Elephant’s executives, starting with Stuart Skorman and on through a succession of hopeful and enthusiastic people, were a pleasure to do business with. When a few misguided fanatics tried to persuade advertisers to boycott the Planet because we printed readers’ criticism of Israel, our Elephant contact of the moment, herself Jewish, called us up to laugh about it after she got the push. (That campaign, by the way, was a dismal failure—our ad sales actually went up. And now that even the MediaNews clones with which we’re surrounded are printing letters from the same critical voices, the boycotters have nowhere to turn with their venom.)  

Which brings us back to the boring question of the week. With retail on the ropes, who’s going to support local journalism? An old friend of ours, the late Elsa Knight Thompson, claimed credit for inventing the KPFA marathon, but we always advised her to keep quiet about it, because many found the concept annoying. And yet, here we are again, using precious editorial space to whine about money. Sadly, it’s becoming unavoidable. It’s getting clearer and clearer every day that if news consumers don’t support newsgathering, it will go away. 

There have been a couple of high-minded essays recently suggesting that the only thing that will save newspapers is big endowments.
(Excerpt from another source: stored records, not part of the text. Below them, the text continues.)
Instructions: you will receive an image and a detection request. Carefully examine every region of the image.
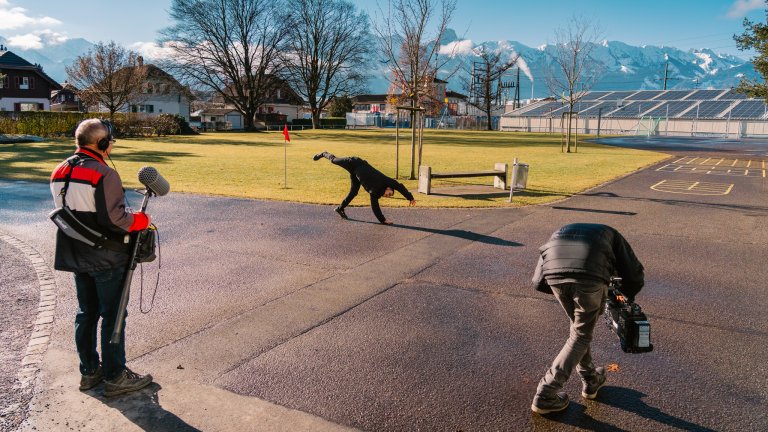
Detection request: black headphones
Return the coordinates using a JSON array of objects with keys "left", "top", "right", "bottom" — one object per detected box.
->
[{"left": 97, "top": 119, "right": 114, "bottom": 151}]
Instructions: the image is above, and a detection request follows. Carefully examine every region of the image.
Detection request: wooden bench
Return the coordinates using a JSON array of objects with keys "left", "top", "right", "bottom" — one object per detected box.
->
[{"left": 418, "top": 163, "right": 508, "bottom": 194}]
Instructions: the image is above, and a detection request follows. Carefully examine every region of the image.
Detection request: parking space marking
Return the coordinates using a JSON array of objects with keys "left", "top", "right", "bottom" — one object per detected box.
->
[
  {"left": 651, "top": 179, "right": 734, "bottom": 195},
  {"left": 657, "top": 156, "right": 766, "bottom": 177}
]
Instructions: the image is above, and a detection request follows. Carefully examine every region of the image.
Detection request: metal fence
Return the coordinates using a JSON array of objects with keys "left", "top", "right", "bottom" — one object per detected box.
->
[{"left": 346, "top": 112, "right": 497, "bottom": 130}]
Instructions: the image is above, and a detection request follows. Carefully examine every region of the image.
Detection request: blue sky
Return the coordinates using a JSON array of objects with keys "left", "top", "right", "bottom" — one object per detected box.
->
[{"left": 0, "top": 0, "right": 764, "bottom": 59}]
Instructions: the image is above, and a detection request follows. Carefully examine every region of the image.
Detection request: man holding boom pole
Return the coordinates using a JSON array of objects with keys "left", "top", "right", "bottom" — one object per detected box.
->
[{"left": 50, "top": 119, "right": 153, "bottom": 396}]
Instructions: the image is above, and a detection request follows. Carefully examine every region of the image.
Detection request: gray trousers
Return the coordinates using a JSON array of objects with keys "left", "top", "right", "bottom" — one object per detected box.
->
[{"left": 536, "top": 280, "right": 607, "bottom": 397}]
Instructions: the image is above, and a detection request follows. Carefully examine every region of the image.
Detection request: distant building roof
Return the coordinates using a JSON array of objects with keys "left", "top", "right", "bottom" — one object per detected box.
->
[
  {"left": 0, "top": 49, "right": 61, "bottom": 89},
  {"left": 353, "top": 94, "right": 389, "bottom": 103},
  {"left": 446, "top": 90, "right": 467, "bottom": 99},
  {"left": 200, "top": 108, "right": 241, "bottom": 116}
]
One fellow who works in the fundraising department (it has a fancier name) at Yale suggested that an endowment of about $5 billion would bail out the New York Times, now suffering the penalties for a series of bad investments. Many others have echoed his sentiments. 

When I have time (not any time soon, alas) I hope to compose an essay for some national publication pointing out how much we’ve been able to do around here with a whole lot less money. It is possible to do excellent journalism on the cheap, if you don’t mind low-rent offices in unstylish neighborhoods with chairs that should be taken immediately to the dump and no expense accounts. Our digs might be seen as seedy by some, but we’ve had tomatoes growing in the back yard for the six years we’ve been here. Can the Times match that? 
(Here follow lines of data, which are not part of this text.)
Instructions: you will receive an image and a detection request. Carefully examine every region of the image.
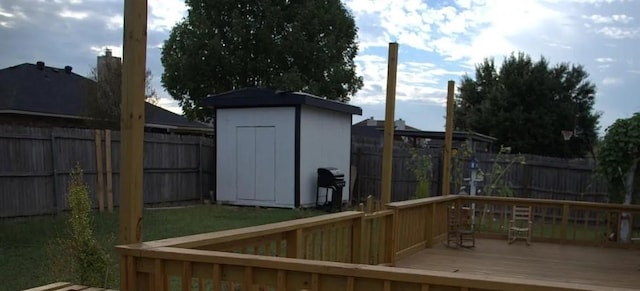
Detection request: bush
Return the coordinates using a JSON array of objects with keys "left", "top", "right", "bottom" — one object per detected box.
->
[
  {"left": 409, "top": 149, "right": 433, "bottom": 199},
  {"left": 47, "top": 163, "right": 112, "bottom": 287}
]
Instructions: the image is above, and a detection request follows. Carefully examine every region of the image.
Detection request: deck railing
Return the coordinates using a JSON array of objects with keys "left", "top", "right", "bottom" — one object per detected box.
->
[
  {"left": 116, "top": 195, "right": 640, "bottom": 290},
  {"left": 459, "top": 196, "right": 640, "bottom": 246}
]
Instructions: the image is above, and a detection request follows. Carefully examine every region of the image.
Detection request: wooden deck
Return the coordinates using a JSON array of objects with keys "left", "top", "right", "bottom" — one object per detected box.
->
[
  {"left": 396, "top": 238, "right": 640, "bottom": 290},
  {"left": 23, "top": 282, "right": 116, "bottom": 291}
]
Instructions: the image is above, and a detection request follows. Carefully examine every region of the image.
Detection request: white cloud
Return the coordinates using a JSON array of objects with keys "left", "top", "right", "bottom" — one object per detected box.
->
[
  {"left": 148, "top": 0, "right": 186, "bottom": 32},
  {"left": 0, "top": 10, "right": 13, "bottom": 18},
  {"left": 548, "top": 42, "right": 573, "bottom": 49},
  {"left": 345, "top": 0, "right": 568, "bottom": 67},
  {"left": 0, "top": 4, "right": 27, "bottom": 27},
  {"left": 602, "top": 77, "right": 622, "bottom": 85},
  {"left": 596, "top": 26, "right": 640, "bottom": 39},
  {"left": 59, "top": 9, "right": 89, "bottom": 20},
  {"left": 583, "top": 14, "right": 634, "bottom": 24},
  {"left": 90, "top": 45, "right": 122, "bottom": 58},
  {"left": 105, "top": 14, "right": 122, "bottom": 30},
  {"left": 552, "top": 0, "right": 630, "bottom": 4},
  {"left": 351, "top": 54, "right": 456, "bottom": 106},
  {"left": 596, "top": 57, "right": 616, "bottom": 63},
  {"left": 157, "top": 97, "right": 182, "bottom": 114}
]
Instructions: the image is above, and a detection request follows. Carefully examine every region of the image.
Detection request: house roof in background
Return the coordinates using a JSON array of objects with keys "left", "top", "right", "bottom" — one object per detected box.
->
[
  {"left": 0, "top": 63, "right": 210, "bottom": 131},
  {"left": 352, "top": 117, "right": 421, "bottom": 130},
  {"left": 201, "top": 87, "right": 363, "bottom": 115},
  {"left": 391, "top": 129, "right": 498, "bottom": 143}
]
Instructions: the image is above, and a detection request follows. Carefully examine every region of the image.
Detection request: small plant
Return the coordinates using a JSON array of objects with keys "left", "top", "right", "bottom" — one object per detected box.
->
[
  {"left": 451, "top": 139, "right": 473, "bottom": 193},
  {"left": 481, "top": 145, "right": 526, "bottom": 197},
  {"left": 47, "top": 163, "right": 112, "bottom": 287},
  {"left": 409, "top": 149, "right": 433, "bottom": 199}
]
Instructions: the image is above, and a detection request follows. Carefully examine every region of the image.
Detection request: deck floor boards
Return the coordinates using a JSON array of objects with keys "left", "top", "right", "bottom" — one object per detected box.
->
[{"left": 396, "top": 238, "right": 640, "bottom": 289}]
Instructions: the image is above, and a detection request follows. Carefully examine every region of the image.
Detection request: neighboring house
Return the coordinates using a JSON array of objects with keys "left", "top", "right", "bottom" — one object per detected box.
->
[
  {"left": 352, "top": 117, "right": 496, "bottom": 153},
  {"left": 353, "top": 116, "right": 421, "bottom": 131},
  {"left": 0, "top": 60, "right": 211, "bottom": 135}
]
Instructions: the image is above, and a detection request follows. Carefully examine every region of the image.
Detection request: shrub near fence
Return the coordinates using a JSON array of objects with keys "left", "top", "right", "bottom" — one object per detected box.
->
[
  {"left": 351, "top": 142, "right": 608, "bottom": 203},
  {"left": 0, "top": 125, "right": 214, "bottom": 218}
]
Now the publisher has come up with a new brilliant idea. We’ve always tried to contribute some modest financial support to music and arts organizations and other non-profits even though our major support has been of this paper. Many of our fellow donors to such causes tell us they’re also Planet fans. So why not give them the benefit of what we might call a Twofer, two contributions for the price of one? 

Here’s how it works. Make a contribution to your favorite non-profit cause, telling them that it’s earmarked for a Planet ad. (This is tax-deductible.) When the Planet gets such donor-sponsored ads, we’ll match them 50-50, doubling the advertising space purchased by the same number of dollars for a regular ad. We’ve already gotten the ball rolling by co-sponsoring some interesting literary events in the last week or so. 

The value for arts organizations with productions to advertise is especially great, but all kinds of non-profits these days could use more exposure for their mission. The group benefits, and the Planet benefits. Our advertising sales department can advise on how it’s done. They’re putting together a list of good causes in case you don’t have your own. 

Not, of course, that we wouldn’t accept a $5 billion endowment. Or even one of $5 million. Or even less. Berkeley is home to a few heavy-hitters, and who knows, they might kick in.  

Until they do, however, we’ll hope that our regular readers will manage to contribute whatever they can afford. As a rule of thumb, each “free” weekly paper you pick up from a box costs about a dollar to produce and distribute. You might just want to give that amount times 52 to our Fund for Local Reporting to pay your basic dues for the year, or give twice that amount to pay for someone else’s papers too.  

Our staff is having a lot of fun kicking around ideas for premiums to offer if we do a real public-broadcasting-style marathon. Mugs? Messenger bags? Lunch with the cartoonist? The possibilities are endless. But if that kind of stuff annoys you, you could always just contribute before we get started, and we might be able to avoid the whole thing.